That average of one death per year has stayed stable for the past 50 years, the Taronga spokesperson said.
It’s not that there has been a sharp increase in shark attacks in Australia overall – there have been 21 shark incidents this year, which is normal and consistent with previous years. The difference is in the fatality rate.
There are a number of possible explanations – several experts have pointed out that year-by-year figures always fluctuate, and this could be simple bad luck. But there’s another possible culprit: the climate crisis.
As oceans heat up, entire ecosystems are being destroyed and forced to adapt. Fish are migrating where they’ve never gone before. Species’ behaviors are changing. And, as the marine world transforms, sharks are following their prey and moving closer to shores popular with humans.
Australia is a hotspot for global warming
On land, Australia’s climate crisis has led to raging bush fires, extreme heatwaves, and one of the worst droughts on record.
But it has also slammed the oceans with acidification and rising temperatures, which can wreak havoc on entire ecosystems.
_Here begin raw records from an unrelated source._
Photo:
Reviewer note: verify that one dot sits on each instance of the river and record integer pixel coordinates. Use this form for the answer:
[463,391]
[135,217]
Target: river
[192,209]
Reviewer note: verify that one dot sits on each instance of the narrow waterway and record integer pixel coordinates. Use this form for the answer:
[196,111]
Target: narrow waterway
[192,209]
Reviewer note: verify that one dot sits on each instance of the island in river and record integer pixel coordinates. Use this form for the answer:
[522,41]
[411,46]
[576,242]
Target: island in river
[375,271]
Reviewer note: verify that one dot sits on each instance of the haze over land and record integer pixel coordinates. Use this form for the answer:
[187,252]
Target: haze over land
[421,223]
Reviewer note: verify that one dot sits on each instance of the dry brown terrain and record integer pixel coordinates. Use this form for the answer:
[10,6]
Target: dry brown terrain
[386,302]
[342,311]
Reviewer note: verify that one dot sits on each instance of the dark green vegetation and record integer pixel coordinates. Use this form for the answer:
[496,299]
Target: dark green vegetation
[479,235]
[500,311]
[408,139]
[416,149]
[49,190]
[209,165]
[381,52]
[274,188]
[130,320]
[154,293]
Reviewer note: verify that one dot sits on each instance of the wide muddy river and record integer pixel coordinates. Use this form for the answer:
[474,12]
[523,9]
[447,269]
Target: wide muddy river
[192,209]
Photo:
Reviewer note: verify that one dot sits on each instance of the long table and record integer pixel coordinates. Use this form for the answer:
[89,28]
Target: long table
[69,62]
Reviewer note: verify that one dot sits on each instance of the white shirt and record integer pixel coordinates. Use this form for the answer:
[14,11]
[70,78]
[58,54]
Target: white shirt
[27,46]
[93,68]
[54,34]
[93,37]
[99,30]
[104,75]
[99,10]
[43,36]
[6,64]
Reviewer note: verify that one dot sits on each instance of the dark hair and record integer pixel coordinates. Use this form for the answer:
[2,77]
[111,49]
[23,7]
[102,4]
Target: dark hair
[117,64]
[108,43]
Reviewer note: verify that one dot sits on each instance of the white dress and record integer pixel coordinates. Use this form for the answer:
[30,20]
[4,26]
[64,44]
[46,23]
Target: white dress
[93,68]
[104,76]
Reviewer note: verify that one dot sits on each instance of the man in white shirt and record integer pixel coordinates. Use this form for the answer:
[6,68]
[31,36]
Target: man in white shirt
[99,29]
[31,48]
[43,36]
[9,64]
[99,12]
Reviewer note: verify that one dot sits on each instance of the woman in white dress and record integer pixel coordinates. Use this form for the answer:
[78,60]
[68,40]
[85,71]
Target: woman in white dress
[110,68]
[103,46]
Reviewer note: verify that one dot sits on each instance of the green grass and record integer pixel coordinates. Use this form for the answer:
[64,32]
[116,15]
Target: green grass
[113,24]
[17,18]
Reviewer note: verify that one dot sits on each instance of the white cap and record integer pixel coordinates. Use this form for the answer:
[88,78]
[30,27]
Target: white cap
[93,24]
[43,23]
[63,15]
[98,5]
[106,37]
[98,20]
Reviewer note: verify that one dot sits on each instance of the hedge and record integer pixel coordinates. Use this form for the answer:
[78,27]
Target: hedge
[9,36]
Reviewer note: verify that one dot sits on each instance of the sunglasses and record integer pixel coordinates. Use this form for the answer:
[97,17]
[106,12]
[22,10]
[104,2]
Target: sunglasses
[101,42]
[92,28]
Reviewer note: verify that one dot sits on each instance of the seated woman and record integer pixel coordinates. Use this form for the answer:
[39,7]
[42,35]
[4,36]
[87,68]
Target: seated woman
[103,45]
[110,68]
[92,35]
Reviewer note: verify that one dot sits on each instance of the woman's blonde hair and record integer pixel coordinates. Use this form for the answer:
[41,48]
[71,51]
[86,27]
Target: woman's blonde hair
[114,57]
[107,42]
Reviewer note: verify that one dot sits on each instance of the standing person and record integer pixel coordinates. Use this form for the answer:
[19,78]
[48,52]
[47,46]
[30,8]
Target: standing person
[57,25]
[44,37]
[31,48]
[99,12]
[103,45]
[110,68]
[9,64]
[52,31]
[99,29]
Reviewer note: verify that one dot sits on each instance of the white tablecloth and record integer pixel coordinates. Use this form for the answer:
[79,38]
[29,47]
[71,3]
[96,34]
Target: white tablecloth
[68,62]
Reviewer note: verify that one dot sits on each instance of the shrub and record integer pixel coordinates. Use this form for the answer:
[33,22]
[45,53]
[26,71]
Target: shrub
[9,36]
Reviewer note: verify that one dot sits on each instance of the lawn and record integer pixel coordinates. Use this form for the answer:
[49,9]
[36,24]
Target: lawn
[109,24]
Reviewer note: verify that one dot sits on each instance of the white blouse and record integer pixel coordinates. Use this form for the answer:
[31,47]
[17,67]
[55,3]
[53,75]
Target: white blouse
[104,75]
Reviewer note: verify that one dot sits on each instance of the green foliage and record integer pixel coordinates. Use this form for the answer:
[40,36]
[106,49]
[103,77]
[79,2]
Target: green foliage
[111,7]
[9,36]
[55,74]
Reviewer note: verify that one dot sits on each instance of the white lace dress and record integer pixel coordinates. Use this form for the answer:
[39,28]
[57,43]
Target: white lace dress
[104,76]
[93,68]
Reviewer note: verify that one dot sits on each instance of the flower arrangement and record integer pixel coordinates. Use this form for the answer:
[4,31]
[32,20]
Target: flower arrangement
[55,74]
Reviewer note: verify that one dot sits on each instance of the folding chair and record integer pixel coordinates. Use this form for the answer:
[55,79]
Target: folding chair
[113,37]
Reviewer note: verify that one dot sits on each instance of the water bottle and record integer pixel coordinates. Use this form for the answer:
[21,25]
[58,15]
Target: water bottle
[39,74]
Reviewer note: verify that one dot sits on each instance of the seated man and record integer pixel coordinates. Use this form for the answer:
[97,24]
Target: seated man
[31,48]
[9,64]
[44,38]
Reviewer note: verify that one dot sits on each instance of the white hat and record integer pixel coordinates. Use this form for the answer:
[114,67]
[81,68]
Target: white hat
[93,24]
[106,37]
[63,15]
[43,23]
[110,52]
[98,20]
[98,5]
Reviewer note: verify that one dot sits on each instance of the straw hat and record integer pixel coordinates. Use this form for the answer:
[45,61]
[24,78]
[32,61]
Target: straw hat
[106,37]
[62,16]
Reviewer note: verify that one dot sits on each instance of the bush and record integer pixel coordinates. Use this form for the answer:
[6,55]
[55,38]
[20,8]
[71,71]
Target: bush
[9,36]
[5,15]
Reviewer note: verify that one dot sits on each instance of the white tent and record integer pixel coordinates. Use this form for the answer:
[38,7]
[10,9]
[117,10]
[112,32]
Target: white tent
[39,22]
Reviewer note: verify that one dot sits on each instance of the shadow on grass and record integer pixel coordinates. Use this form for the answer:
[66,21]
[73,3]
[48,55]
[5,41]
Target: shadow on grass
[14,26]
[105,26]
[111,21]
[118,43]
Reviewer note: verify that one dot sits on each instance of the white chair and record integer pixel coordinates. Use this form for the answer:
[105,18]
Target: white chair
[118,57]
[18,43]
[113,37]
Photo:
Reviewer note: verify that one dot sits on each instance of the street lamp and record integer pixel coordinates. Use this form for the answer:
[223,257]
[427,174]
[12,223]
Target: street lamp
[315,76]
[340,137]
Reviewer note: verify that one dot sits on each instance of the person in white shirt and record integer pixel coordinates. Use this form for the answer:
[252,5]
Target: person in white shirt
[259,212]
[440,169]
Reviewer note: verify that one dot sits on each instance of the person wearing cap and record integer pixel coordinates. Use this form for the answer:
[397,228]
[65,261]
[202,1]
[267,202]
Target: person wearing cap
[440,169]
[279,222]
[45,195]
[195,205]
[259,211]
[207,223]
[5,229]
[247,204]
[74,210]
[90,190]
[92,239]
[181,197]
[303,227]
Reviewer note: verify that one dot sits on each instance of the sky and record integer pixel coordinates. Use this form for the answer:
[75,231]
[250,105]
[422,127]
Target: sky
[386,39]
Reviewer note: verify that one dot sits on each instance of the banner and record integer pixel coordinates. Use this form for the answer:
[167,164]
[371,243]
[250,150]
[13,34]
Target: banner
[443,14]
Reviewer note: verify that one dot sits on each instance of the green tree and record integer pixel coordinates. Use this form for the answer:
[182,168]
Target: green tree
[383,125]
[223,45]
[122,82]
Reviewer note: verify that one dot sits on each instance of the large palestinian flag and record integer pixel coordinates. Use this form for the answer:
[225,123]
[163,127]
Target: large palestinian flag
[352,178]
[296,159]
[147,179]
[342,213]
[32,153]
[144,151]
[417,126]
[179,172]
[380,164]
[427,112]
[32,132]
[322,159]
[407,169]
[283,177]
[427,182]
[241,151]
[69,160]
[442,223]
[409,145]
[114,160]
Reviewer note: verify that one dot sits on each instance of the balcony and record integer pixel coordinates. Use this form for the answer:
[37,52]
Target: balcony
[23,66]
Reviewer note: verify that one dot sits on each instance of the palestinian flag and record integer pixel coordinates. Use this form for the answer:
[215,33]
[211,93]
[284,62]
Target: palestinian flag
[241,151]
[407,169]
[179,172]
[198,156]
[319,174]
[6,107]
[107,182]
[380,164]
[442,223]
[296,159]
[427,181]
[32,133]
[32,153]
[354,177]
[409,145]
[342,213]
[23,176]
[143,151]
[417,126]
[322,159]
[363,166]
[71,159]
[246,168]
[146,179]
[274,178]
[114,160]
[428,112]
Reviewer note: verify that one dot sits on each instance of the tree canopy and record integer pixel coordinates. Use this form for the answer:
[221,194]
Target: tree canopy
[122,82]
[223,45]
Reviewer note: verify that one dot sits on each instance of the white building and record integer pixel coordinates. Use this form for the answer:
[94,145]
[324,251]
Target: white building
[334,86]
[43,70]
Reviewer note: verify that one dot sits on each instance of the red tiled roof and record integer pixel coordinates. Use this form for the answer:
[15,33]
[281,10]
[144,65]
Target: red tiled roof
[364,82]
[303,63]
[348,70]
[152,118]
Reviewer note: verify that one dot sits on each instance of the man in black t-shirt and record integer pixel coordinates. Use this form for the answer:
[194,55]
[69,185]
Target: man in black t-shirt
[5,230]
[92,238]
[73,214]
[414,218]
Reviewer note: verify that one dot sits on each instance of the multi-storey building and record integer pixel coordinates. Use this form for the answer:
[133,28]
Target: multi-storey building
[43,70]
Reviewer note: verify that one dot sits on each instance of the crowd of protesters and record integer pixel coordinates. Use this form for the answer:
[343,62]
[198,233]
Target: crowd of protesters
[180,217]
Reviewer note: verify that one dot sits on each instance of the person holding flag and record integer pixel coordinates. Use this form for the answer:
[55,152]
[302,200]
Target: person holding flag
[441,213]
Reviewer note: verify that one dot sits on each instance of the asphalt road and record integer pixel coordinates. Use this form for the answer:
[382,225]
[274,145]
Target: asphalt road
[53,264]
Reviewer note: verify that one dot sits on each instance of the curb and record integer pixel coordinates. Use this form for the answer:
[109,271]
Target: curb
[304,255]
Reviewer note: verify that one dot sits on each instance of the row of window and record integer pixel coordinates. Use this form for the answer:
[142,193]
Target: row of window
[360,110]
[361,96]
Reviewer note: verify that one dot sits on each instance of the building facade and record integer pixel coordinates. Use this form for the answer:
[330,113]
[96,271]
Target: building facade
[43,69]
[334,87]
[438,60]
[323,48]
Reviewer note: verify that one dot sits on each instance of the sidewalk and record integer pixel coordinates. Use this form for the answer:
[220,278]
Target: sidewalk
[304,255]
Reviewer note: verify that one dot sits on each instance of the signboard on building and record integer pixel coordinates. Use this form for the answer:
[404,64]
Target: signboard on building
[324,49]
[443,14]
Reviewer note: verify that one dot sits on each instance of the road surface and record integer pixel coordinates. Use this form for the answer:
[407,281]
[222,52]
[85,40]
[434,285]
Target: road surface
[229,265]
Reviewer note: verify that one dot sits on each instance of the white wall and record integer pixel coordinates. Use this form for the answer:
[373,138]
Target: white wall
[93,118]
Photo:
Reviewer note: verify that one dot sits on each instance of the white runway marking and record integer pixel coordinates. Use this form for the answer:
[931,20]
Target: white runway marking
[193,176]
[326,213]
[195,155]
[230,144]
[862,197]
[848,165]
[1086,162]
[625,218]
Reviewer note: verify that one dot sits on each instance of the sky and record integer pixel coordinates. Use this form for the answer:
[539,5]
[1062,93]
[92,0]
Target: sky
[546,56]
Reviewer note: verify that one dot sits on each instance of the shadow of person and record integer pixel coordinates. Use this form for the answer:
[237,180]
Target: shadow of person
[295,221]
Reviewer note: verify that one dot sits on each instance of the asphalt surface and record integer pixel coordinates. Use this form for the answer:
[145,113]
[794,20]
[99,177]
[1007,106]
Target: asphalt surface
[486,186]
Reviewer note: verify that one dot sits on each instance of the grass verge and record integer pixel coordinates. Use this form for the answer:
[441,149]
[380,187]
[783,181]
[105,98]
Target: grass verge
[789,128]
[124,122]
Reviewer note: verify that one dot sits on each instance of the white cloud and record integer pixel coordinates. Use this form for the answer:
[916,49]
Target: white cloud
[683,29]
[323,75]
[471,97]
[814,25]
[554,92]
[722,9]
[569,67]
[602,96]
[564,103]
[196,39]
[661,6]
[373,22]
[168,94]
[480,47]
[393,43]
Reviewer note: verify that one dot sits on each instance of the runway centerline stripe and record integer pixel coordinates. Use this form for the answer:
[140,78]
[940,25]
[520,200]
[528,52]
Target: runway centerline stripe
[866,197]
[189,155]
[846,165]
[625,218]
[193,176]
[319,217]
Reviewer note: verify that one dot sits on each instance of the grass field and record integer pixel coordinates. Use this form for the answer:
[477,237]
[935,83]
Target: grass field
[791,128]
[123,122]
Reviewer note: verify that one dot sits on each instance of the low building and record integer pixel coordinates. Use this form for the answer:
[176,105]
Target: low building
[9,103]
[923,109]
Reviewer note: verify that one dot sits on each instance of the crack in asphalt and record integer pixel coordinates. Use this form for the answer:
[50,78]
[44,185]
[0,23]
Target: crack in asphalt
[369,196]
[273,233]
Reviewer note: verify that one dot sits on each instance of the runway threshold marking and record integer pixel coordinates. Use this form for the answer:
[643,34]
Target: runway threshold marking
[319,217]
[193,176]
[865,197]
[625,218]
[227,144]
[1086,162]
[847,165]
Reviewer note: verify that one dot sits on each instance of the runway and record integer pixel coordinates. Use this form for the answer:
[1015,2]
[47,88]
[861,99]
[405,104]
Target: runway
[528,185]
In particular, Australia’s southeast region is on the front lines of the climate crisis – near-surface waters there are warming at about four times the global average.
The Great Barrier Reef, a vital marine ecosystem along the east coast, has experienced such widespread repeated bleaching that more than half the coral on the reef are dead. Massive stretches of mangrove forests have also died in the past decade.
“Those two ecosystems alone are responsible for a massive diversity in marine ecosystems – so you’re seeing huge ecosystems disappearing and/or moving,” Brown said.
This all means that animals are migrating further south than normal in search of a suitable environment. Species like yellowtail kingfish, which are typically seen in northern tropical waters, are appearing in droves near the southern island state of Tasmania. The common Sydney octopus has shifted from the northeastern state of Queensland down to Tasmania. Even plankton and plant life like kelp are moving south.
These types of “marine tropical vagrants” often travel up and down the coastline, Brown said, riding the Eastern Australian Current famously depicted in the movie “Finding Nemo.” But now, climate change means winters are warm enough for these fish to survive the season – so some species are choosing to permanently stay in the southern waters.
“I spend a lot of time in boats off the coast and this year I don’t remember a year where I’ve seen so many bait fish aggregations so close to the coast,” Brown said. Researchers still aren’t exactly sure what drives the movement of many of these species – but Brown added, “there’s no doubt the sharks are just responding to where the bait fish are.”